According to the Michigan Supreme Court, Anthony and Marsha Springer are entitled to a new trial, on the grounds that their attorneys may have provided ineffective assistance during their 2010 trial. Both are currently behind bars serving sentences for torture and child abuse, for the death of their 16-year-old daughter Calista Springer.
In 2008, the Springer’s home was demolished by a fire. But while the fire itself was determined to be an accident, the fact that Calista Springer was chained to her bed, unable to escape, was not. Court documents show that it was the prosecution’s argument that this was nothing new.
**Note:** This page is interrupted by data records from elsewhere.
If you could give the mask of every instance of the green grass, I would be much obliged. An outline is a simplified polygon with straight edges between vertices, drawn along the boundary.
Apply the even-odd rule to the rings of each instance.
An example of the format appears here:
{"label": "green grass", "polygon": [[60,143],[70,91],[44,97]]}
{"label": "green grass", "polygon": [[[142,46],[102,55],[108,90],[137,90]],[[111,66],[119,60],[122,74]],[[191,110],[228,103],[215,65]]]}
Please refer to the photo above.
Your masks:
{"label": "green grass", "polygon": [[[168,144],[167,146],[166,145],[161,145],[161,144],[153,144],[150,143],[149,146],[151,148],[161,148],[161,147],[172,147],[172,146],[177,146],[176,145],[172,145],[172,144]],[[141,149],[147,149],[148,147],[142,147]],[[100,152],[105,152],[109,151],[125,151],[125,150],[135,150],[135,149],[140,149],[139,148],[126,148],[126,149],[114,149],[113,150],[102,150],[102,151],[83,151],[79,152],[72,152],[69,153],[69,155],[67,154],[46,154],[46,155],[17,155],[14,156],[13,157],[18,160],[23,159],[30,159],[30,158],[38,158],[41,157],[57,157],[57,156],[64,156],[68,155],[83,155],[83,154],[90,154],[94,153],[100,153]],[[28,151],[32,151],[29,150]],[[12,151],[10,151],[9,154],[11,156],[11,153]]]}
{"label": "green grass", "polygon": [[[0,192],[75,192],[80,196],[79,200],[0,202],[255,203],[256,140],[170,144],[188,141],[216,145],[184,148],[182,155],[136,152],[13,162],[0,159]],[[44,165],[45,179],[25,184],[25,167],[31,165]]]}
That Calista was regularly tied to her bed by way of a dog chain wrapped tightly around her waist, and forced to sleep on a bare mattress without even a blanket or a pillow.
The Springer’s, however, denied that. They reasoned that Calista suffered from serious mental problems and had to be restrained at night for her own safety. Her father also claims that she was a compulsive liar and a compulsive eater of non-food items like wood, soil, and paper.
The Springers were charged with child abuse, torture, and murder. But the jury acquitted them of the murder charge, but finding them guilty of abuse and torture. They were sentenced in the St. Joseph County Circuit Court. Marsha was given 18 years, 9 months to 50 years for torture, and 95 months to 15 years for child abuse, while Anthony Springer received 25 years to 50 years for torture, and 10 years to 15 years for child abuse.
But the story doesn’t end there. The Springers immediately began the process of petitioning the court for a reversal of judgment. When that was denied, they moved on to the Court of Appeals, which upheld their convictions. But they didn’t give up. Convinced that they had been denied a fair trial due to their attorneys having done a poor job representing them, they turned to the Michigan Supreme Court for help.
And the Springers may have finally got their wish. On the 29th of October, the Supreme Court handed down a ruling entitling the couple to hearings, where the effectiveness of their trial attorneys will be determined. The hearing will take place in the St. Joseph County Circuit Court.
But if the hearing reveals that the Springer’s respective attorneys did in fact do their jobs, then this was the last hope. The Supreme Court rulings specified that while they are entitled to the determination hearings, Anthony and Marsha Springer are forbidden to appeal to the court “in all other respects.”